LLMs: Local with Ollama

Author

Matthew DeHaven

Published

April 8, 2026

This is a quick guide walking through how to use large language models (LLMs) locally on your own personal computer. I am going to show you how to use Ollama, and the model gemma3 and gemma4 from Google DeepMind. I will be using R and the package ellmer to interact with Ollama, but you could do the same thing with chatlas in Python, or with Ollama directly from the command line or GUI.

LLMs: APIs is a companion guide that shows how to use LLMs through APIs, and I’d recommend reading that one first.

Useful Documentation

Setup

We will start by setting up Ollama

install Ollama on your computer

Now, we want to look at all of the open-source models that are available.

Search for gemma3 in the available models, click on it

You will notice that there are multiple versions of gemma3 available. The key difference is in the sizez of the model. This is usually measured in the number of parameters, ranging from a small model version with 270 million, to a very large one with 27 billion parameters.

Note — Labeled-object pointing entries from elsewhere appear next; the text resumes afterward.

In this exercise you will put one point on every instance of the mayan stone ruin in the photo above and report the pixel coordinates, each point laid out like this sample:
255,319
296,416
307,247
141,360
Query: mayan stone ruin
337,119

For comparison, Gemini 3 and Claude 3 Opus don’t share exact numbers, but have something on the order of 1-2 trillion parameters.

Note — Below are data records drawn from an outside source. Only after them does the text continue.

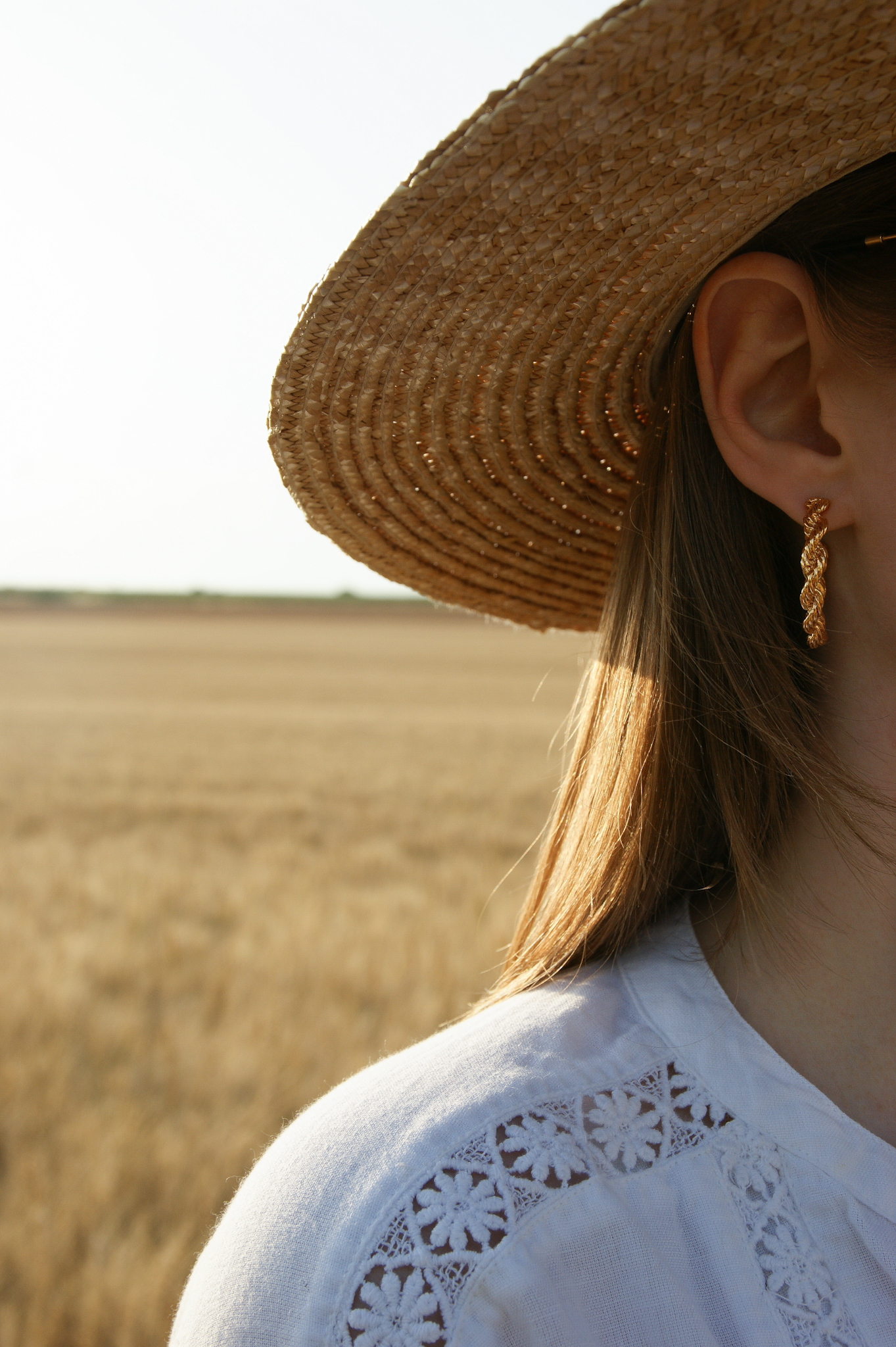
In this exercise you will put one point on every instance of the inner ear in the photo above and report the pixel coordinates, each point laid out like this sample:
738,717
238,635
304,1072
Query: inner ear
762,355
784,404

Back to Ollama, you can see that as the number of parameters increases, so does the model size. The smallest model is only 292 MB, while the largest is 17 GB. This size is important because we are going to run these models locally. You need more VRAM (graphics card memory) than the model size to run the model. Some computers, like the M series Macs, have “unified memory”, which means the CPU and GPU share the same memory, so you just need more RAM than the size of the model. If you have a separate graphics card, then you need to know how much VRAM it has. You should be able to find this in Task Manager on Windows, or in the “About This Mac” section on a Mac.

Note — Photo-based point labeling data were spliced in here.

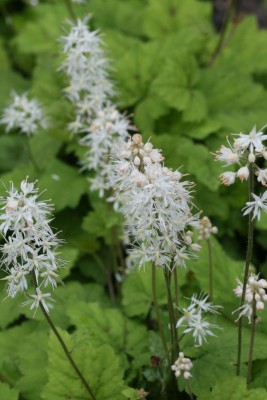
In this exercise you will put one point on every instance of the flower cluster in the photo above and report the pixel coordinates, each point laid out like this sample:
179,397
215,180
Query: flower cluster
182,365
193,320
246,150
23,114
156,203
255,291
91,90
206,229
30,250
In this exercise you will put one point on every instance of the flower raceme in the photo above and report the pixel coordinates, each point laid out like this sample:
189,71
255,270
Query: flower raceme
246,149
156,203
97,120
182,365
194,322
29,254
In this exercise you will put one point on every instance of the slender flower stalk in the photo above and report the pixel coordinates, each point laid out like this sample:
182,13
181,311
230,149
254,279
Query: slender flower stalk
206,229
247,264
29,255
252,339
157,310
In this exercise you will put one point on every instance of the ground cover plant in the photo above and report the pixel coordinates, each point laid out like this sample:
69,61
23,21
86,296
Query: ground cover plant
133,203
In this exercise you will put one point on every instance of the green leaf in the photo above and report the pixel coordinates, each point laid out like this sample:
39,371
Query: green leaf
40,32
102,221
233,388
216,361
99,366
69,256
109,326
225,272
32,361
11,340
64,185
163,17
6,393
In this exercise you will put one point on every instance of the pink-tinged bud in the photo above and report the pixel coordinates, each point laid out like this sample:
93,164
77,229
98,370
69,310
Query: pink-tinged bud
125,154
228,178
138,177
249,297
251,157
243,173
137,161
260,305
187,375
147,160
123,168
137,138
148,147
195,247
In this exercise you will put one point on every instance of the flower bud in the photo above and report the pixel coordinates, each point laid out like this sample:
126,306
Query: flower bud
251,157
243,173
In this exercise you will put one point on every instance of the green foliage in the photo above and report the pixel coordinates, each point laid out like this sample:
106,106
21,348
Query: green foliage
7,393
233,389
99,365
186,101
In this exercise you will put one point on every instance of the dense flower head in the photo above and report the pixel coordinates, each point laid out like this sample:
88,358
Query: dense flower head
246,149
206,229
23,114
97,120
255,291
156,203
258,204
30,249
193,320
182,366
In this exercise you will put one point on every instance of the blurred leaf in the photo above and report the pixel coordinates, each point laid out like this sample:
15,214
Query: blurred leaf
99,366
233,389
6,393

Finally, notice that some of the models support text, while the bigger ones support text and images.

Copy the name for one of the models (I recommend gemma3:1b or gemma3:270m to start with a small version).

In your terminal, on your local machine, run the following command to download (and launch) this model:

ollama run gemma3:1b

This should show a prompt, >>> where you can type text to the model.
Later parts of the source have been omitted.